Next, there will be considered the case where an infrared light beam having a wavelength λ1 and an infrared light beam having a wavelength λ2 have passed the interior of a living organism with resultant generation of a first transmitted light beam (λ1) of quantity I1 and a second transmitted light beam (λ2) of quantity I2. When the quantity of the first transmitted light beam (λ1) as measured at times t1 and t2 is represented by I11 and I21, and the quantity of the second transmitted light beam (λ2) as measured at times t1 and t2 is represented by I12 and I22, the change in infrared light extinction at times t1 and t2 can be represented by the following Eqs. 10 and 11, which are based on Eq. 9.
−log(I21/I11)=EC·Δe  Eq. 10
−log(I22/I12)=EC·Δe  Eq. 11
E1 in Eq. 10 represents the light absorption coefficient of hemoglobin for the infrared light beam of λ1, and E2 in Eq. 11 represents the light absorption coefficient of hemoglobin for the infrared light beam of λ2. When the term Δe, which represents change in the thickness of the blood layer, is eliminated by dividing Eq. 11 by Eq. 10, the following Eq. 12 is obtained.
log(I12/I22)/log(I11/I21)=E2/E1  Eq. 12
Therefore, the following Eq. 13 is obtained through modification of Eq. 12.
E2=E1·log(I12/I22)/log(I11/I21)  Eq. 13

FIG. 11 shows change in light absorption spectrum of hemoglobin with oxygen saturation. Here, 805 nm is selected as a light absorption wavelength corresponding to the light absorption coefficient E1 of hemoglobin. Thus, the intersection between a curve for SO2=0% and a curve for SO2=100% is obtained.
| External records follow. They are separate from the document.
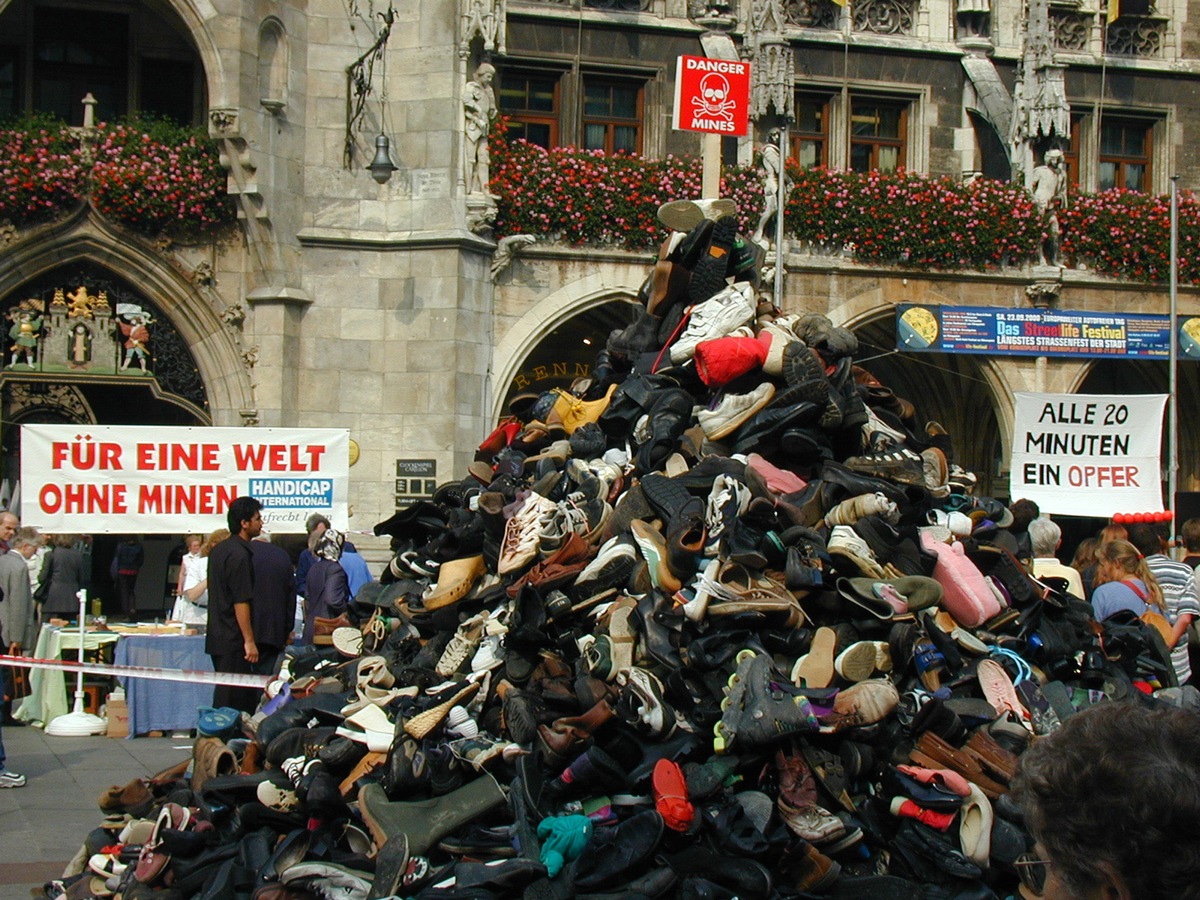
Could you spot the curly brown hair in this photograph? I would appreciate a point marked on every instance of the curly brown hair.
(1116, 792)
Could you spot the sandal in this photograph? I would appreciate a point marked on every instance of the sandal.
(671, 796)
(930, 663)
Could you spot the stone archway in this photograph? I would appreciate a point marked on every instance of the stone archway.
(85, 239)
(585, 311)
(966, 395)
(198, 19)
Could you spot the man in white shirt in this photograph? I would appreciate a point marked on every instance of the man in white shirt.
(1045, 538)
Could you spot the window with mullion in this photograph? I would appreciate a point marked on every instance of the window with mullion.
(877, 135)
(1125, 154)
(531, 101)
(810, 133)
(612, 114)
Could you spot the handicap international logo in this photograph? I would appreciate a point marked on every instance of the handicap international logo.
(1189, 339)
(918, 328)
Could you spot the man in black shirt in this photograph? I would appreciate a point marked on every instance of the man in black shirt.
(275, 601)
(231, 630)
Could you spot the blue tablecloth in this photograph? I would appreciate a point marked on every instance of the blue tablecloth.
(163, 706)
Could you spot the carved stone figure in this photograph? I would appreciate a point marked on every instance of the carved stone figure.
(25, 328)
(137, 336)
(1049, 187)
(479, 105)
(772, 169)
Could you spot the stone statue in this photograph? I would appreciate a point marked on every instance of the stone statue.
(1049, 187)
(772, 168)
(479, 105)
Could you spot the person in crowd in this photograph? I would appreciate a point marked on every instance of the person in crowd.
(275, 601)
(1090, 845)
(1045, 538)
(192, 604)
(9, 526)
(1085, 561)
(1123, 582)
(18, 627)
(1191, 537)
(126, 564)
(229, 639)
(1179, 586)
(1024, 511)
(192, 543)
(315, 526)
(1111, 532)
(328, 589)
(64, 575)
(357, 571)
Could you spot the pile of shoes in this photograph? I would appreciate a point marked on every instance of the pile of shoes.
(719, 621)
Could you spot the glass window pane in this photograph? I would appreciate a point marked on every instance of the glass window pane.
(624, 102)
(541, 96)
(889, 121)
(597, 100)
(808, 117)
(861, 157)
(624, 138)
(1108, 175)
(1110, 138)
(810, 154)
(593, 137)
(864, 120)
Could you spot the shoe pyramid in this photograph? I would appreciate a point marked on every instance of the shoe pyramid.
(715, 576)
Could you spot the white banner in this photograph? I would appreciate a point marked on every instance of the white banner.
(133, 479)
(1089, 454)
As a result, the light absorption coefficient E1 becomes a value which is not influenced by oxygen saturation. Further, for example, 750 nm is selected as a light absorption wavelength corresponding to the light absorption coefficient E2 of hemoglobin, the light absorption coefficient of hemoglobin at the time when oxygen saturation SO2=0% is represented by Ep, and the light absorption coefficient of hemoglobin at the time when oxygen saturation SO2=100% is represented by E0, the present oxygen saturation SO2 can be calculated in accordance with the following Eq. 14.
SO2=(E2−Ep)/(E0−Ep)  Eq. 14
Since the oxygen saturation SO2 calculated in accordance with Eq. 14 is calculated without use of any relative value, the actual oxygen saturation can be obtained. Accordingly, in diagnosis by a medical doctor, more accurate oxygen saturation SO2 can be provided. Notably, since the thickness of the blood layer changes at considerably high speed, in this case, preferably, the light sources 12 of the light emission section 1 are simultaneously driven so as to simultaneously output near infrared low coherent light beams having different specific wavelengths, as described in relation to the second embodiment.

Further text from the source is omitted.